Cardiohemodynamic effects of cromakalim and pinacidil, potassium-channel openers, in the dog, special reference to venous return

Abstract

The cardiohemodynamic effects of the potassium-channel openers, cromakalim and pinacidil, were studied by the use of the closed-loop method (for both drugs) and the cardiopulmonary bypass technique (for cromakalim only) in anesthetized, open-chest dogs. In closed-loop preparations, both drugs (cromakalim, 3 to 100 μg/kg; pinacidil, 10 to 300 μg/kg) administered intravenously decreased systemic blood pressure and increased venous return (sum of the flow through the inferior and the superior vena cava) and cardiac output (CO). With the highest doses of both drugs, venous return and CO decreased in some preparations in which right atrial pressure rose, and the maximum rate of rise of left ventricular pressure (LV dP/dt max) diminished.
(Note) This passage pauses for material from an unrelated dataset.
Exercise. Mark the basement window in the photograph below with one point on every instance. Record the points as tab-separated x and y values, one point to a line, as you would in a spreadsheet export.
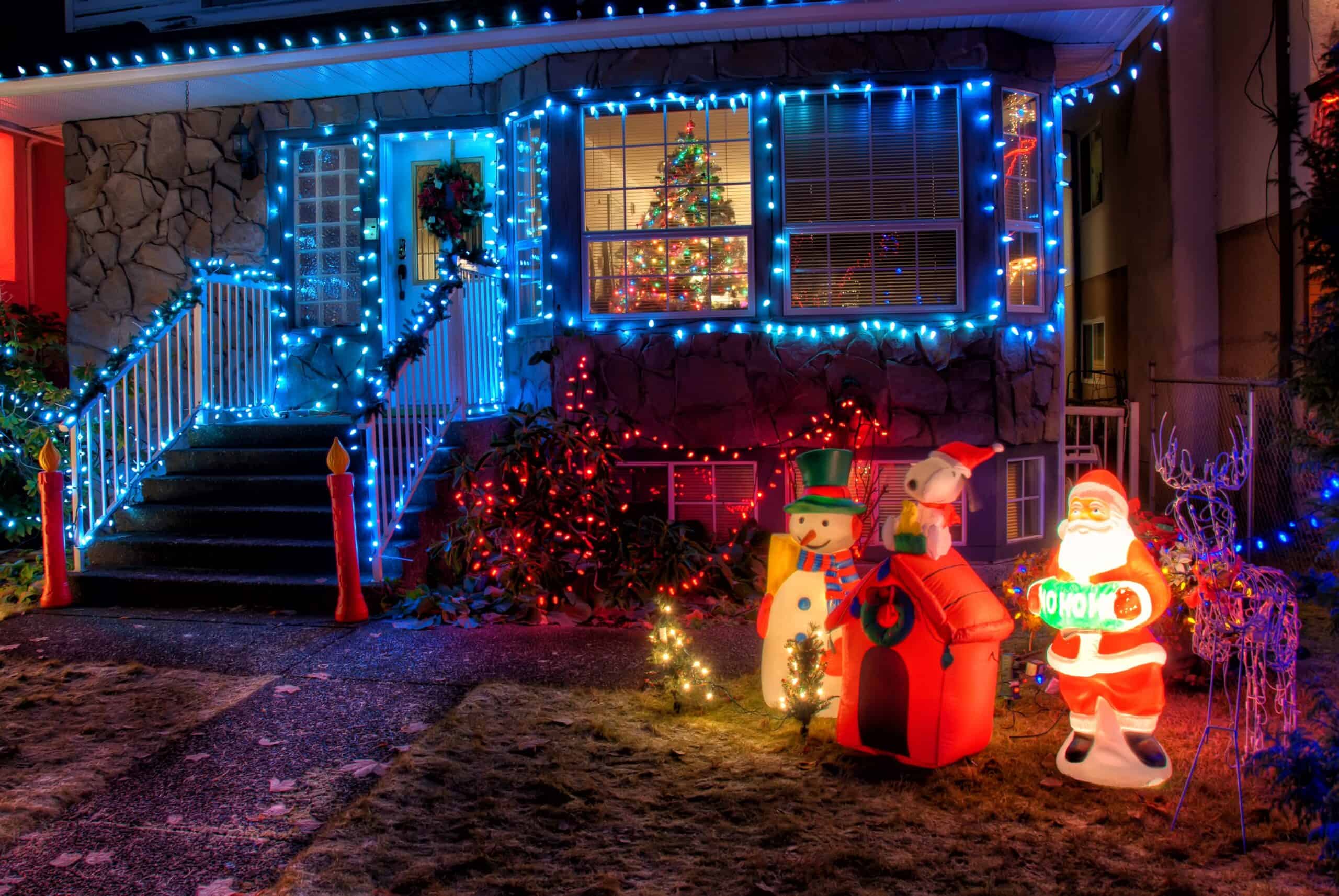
721	495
Except such preparations, right atrial pressure, heart rate, and atrioventricular conduction time remained virtually unchanged. The fall in systemic blood pressure produced by intermediate doses of pinacidil was greater in the preparations in which baroceptor reflexes were eliminated (denervated preparations) than in those with the reflexes left intact (nerve-intact preparations). The increases in venous return and CO, however, were not different when comparing the nerve-intact and the denervated preparations. In cardiopulmonary-bypass preparations, higher doses of cromakalim increased venous return while producing a fall in systemic blood pressure, suggesting that the decreased venous return and CO seen with higher doses of the potassium-channel openers in the closed-loop preparations were secondary to the decreased cardiac contractility. The potassiumchannel openers should be characterized as vasodilators, which preferentially reduce afterload and increase venous return.